Definition 1. An extension $E$ of a field $k$ is called normal extension if
(i) $E$ is algebaric extension of $k$.
(ii) Every irreducible polynomial over $k$, which has a root in $E$, has all its roots (considered in $\overline{k}$) lie in $E$.
Definition: If $E$ is an extension of a field $k$, then by an $k$-automorphism of $E$, we mean a ring automorphism from $E$ to $E$ which is $k$-linear map of the $k$-vector space $E$, i.e. which is identity on $k$.
Following is a result from Basic Algebra , Cohn P. M.
Corollary 11.4.9 An algebraic extension $E$ of $k$ is normal if and only if for any field $\Omega$ containing $E$, any $k$-automorphism of $\Omega$ takes $E$ into $E$.
Question: In the corollary, can we replace a $k$-automorphism by a field automorphism of $\Omega$ which takes $k$ to $k$?
In other words, I want to see whether following is correct:
An algebraic extension $E$ of $k$ is normal if and only if for any field $\Omega$ containing $E$, any field automorphism $\sigma:\Omega\rightarrow\Omega$ which takes $k$ to itself, also takes $E$ to itself.
While the stronger condition of course implies normality, it is strictly stronger. That is, the “if” holds, but not the “only if”.
You may know that any extension of degree $2$ is normal. Consider $k=\mathbb{Q}(\sqrt{2})$ and $E=\mathbb{Q}(\sqrt{\alpha})$, with $\alpha=\sqrt{2}$ and $E\subseteq\mathbb{R}$ (that is, pick a real root).
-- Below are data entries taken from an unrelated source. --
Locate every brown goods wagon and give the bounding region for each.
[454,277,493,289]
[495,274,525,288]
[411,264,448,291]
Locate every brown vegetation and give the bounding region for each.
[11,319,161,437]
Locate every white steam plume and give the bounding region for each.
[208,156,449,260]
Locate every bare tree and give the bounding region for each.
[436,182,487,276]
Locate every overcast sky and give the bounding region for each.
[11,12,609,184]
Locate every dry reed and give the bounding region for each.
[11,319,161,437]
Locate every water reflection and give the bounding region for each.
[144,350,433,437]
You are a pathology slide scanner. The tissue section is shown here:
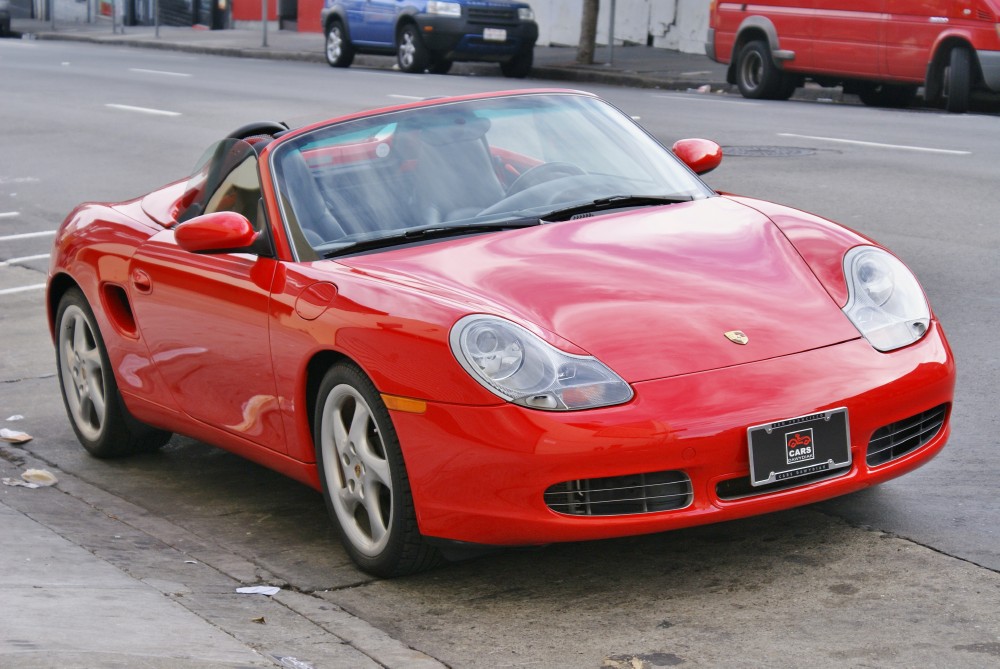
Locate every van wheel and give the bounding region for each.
[736,40,794,100]
[858,84,917,109]
[944,47,972,114]
[396,23,430,74]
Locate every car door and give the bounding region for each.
[884,0,952,81]
[129,154,285,451]
[351,0,399,47]
[813,0,884,78]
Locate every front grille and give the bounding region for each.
[545,471,692,516]
[866,404,948,467]
[468,7,517,25]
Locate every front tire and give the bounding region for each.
[313,363,440,577]
[396,23,430,74]
[56,288,170,458]
[326,20,354,67]
[944,47,972,114]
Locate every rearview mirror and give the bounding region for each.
[174,211,260,253]
[672,139,722,174]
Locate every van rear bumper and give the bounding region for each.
[976,50,1000,93]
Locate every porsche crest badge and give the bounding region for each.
[726,330,750,346]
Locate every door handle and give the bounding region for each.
[132,269,153,295]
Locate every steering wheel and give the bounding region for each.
[507,162,586,197]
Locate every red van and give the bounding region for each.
[706,0,1000,113]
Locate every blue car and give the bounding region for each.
[321,0,538,78]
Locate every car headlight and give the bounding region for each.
[844,246,931,351]
[450,314,632,411]
[427,0,462,16]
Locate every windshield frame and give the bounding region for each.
[267,90,717,261]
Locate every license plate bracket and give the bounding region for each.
[483,28,507,42]
[747,407,851,486]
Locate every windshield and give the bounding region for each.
[271,93,713,260]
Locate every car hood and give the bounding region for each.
[339,197,859,382]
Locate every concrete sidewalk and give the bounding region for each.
[0,442,444,669]
[5,18,734,92]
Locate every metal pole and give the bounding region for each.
[608,0,615,65]
[260,0,267,46]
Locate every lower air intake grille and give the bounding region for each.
[866,404,948,467]
[545,471,692,516]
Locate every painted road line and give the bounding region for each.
[778,132,972,156]
[128,67,194,77]
[0,283,45,295]
[0,230,56,242]
[0,253,49,267]
[104,103,181,116]
[653,93,761,107]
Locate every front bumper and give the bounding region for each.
[417,15,538,62]
[393,322,955,545]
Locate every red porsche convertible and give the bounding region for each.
[48,90,955,576]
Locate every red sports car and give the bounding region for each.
[48,90,955,575]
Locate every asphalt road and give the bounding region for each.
[0,40,1000,667]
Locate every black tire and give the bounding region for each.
[858,83,917,109]
[736,40,794,100]
[396,23,430,74]
[313,363,441,578]
[427,58,454,74]
[944,47,972,114]
[500,49,535,79]
[326,19,354,67]
[56,288,170,458]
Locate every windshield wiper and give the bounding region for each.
[538,195,694,222]
[323,218,541,258]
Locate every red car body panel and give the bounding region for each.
[49,94,955,545]
[708,0,1000,91]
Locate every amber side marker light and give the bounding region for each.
[382,395,427,413]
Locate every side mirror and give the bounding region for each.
[672,139,722,174]
[174,211,260,253]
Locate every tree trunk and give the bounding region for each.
[576,0,601,65]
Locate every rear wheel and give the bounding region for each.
[313,364,440,577]
[396,23,430,73]
[326,19,354,67]
[736,40,795,100]
[500,49,535,79]
[944,47,972,114]
[56,289,170,458]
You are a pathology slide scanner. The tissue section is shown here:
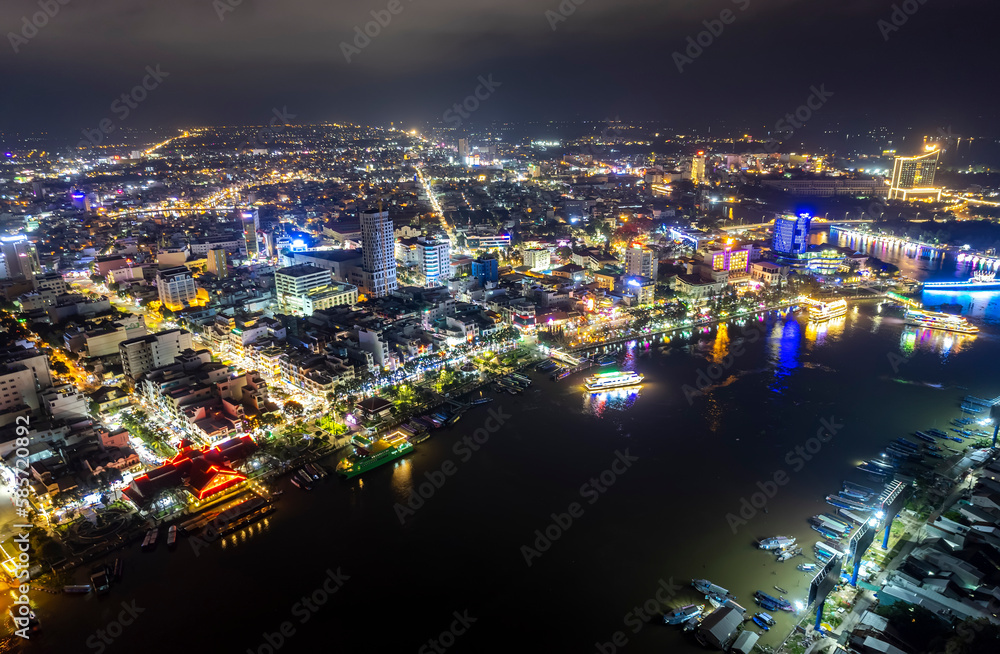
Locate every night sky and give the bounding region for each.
[0,0,1000,136]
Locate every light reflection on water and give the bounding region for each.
[899,325,976,362]
[583,386,642,418]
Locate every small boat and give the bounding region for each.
[663,604,705,624]
[778,547,802,563]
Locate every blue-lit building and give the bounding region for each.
[472,259,500,286]
[772,213,812,256]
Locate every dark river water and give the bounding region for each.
[15,241,1000,654]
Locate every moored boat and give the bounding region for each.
[584,371,644,393]
[663,604,705,624]
[757,536,795,550]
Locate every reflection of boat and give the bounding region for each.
[584,371,644,393]
[337,434,413,479]
[754,590,792,611]
[906,309,979,334]
[809,300,847,322]
[691,579,729,598]
[757,536,795,550]
[663,604,705,624]
[754,612,777,627]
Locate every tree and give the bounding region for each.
[259,416,287,427]
[285,400,306,418]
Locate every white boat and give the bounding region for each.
[809,300,847,322]
[584,371,645,393]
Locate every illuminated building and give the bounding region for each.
[889,149,941,201]
[625,245,660,280]
[361,211,396,297]
[416,237,451,286]
[118,329,192,380]
[465,234,510,250]
[761,177,889,198]
[771,213,812,255]
[472,259,500,286]
[625,275,656,306]
[274,263,336,315]
[521,248,551,272]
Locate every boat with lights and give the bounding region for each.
[924,272,1000,292]
[337,432,413,479]
[809,300,847,322]
[663,604,705,624]
[757,536,795,550]
[584,371,644,393]
[906,309,979,334]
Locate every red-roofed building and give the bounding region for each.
[123,436,257,508]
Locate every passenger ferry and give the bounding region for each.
[906,309,979,334]
[584,371,645,393]
[809,300,847,322]
[924,272,1000,292]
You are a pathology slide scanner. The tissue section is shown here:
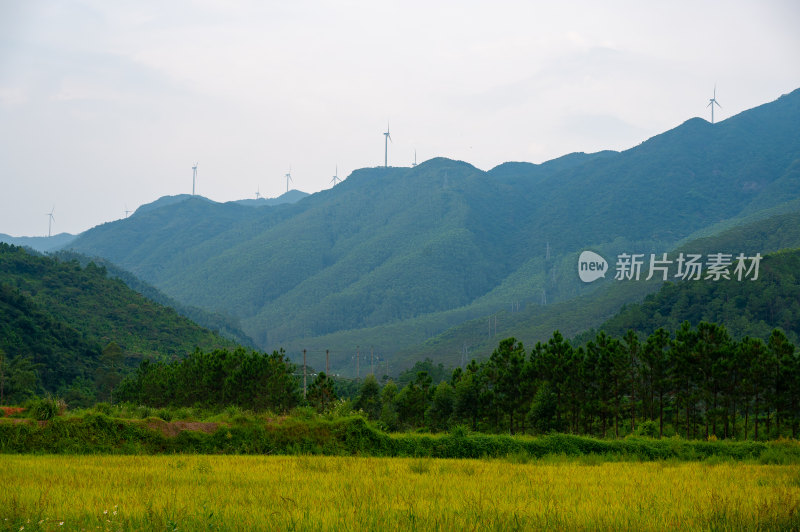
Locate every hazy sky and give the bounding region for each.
[0,0,800,236]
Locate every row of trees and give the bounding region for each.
[115,347,302,412]
[340,322,800,439]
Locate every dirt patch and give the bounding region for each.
[145,419,220,437]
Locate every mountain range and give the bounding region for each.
[43,90,800,371]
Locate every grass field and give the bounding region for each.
[0,455,800,531]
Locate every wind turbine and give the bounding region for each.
[706,83,722,124]
[192,163,198,196]
[284,166,294,192]
[383,122,392,168]
[46,205,56,238]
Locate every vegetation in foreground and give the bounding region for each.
[0,401,800,464]
[0,456,800,531]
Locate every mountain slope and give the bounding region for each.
[0,244,233,404]
[62,91,800,370]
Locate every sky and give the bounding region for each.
[0,0,800,236]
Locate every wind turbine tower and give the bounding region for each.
[383,122,392,168]
[331,164,342,186]
[192,163,197,196]
[47,205,56,238]
[706,84,722,124]
[284,166,294,192]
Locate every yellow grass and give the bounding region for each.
[0,455,800,531]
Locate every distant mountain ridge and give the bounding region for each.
[0,233,77,253]
[65,90,800,366]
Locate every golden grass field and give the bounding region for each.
[0,455,800,531]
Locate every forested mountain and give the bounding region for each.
[234,189,308,207]
[50,251,255,348]
[0,244,234,404]
[0,233,76,252]
[65,90,800,368]
[404,212,800,366]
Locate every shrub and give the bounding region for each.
[27,396,61,421]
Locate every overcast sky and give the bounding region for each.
[0,0,800,236]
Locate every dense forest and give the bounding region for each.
[117,347,302,412]
[104,322,800,440]
[0,244,235,406]
[342,322,800,439]
[65,91,800,371]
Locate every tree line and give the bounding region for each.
[336,322,800,439]
[115,347,302,412]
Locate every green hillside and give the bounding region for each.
[65,90,800,374]
[0,244,233,401]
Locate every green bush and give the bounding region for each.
[26,397,59,421]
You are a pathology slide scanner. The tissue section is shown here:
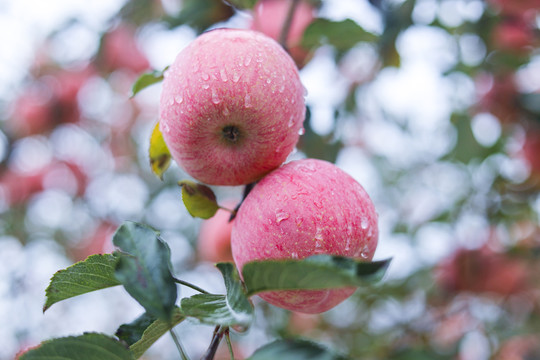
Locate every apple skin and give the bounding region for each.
[160,29,305,185]
[250,0,314,69]
[197,200,239,262]
[231,159,378,314]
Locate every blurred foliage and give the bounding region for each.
[0,0,540,360]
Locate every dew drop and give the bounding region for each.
[276,210,290,224]
[287,115,294,128]
[360,245,369,259]
[219,69,229,82]
[212,89,221,105]
[244,94,253,108]
[161,122,171,134]
[360,217,368,230]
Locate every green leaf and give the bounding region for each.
[182,263,253,328]
[178,180,219,219]
[164,0,234,33]
[19,333,134,360]
[301,18,377,51]
[115,313,157,346]
[225,0,257,9]
[131,67,168,97]
[116,307,185,359]
[43,254,120,312]
[248,340,347,360]
[113,221,177,319]
[148,122,171,180]
[242,255,390,296]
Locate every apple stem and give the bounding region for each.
[278,0,300,52]
[229,181,257,222]
[201,325,228,360]
[169,329,189,360]
[173,278,210,294]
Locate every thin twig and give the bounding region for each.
[225,328,234,360]
[229,182,257,222]
[201,325,227,360]
[278,0,300,51]
[169,329,193,360]
[173,278,210,294]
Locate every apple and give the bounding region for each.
[231,159,378,314]
[250,0,314,68]
[7,82,54,138]
[197,200,238,262]
[160,29,305,185]
[435,246,529,296]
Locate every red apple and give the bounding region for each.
[231,159,378,313]
[160,29,305,185]
[436,246,529,296]
[7,82,54,137]
[197,200,238,262]
[250,0,314,68]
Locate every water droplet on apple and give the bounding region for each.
[276,210,290,224]
[244,94,253,108]
[219,69,229,82]
[212,89,221,105]
[360,245,369,259]
[161,122,171,134]
[360,217,369,230]
[287,115,294,128]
Take $\Omega$ to be the splitting field of $x^4-2$ over $\mathbb{Q}$, which contains $E$. Then $[E:k]=2$, so $E$ is normal over $k$. Now consider the automorphism of $k$ that maps $\sqrt{2}$ to $-\sqrt{2}$. This can be extended to $\Omega$. This automorphism sends $E=k(\sqrt{\alpha})$ to $k(\sqrt{-\alpha})$, which is not contained in $\mathbb{R}$, hence cannot equal $E$.
This is essentially because normality is not preserved in towers: $L/E$ normal and $E/k$ normal does not imply $L/k$ is normal.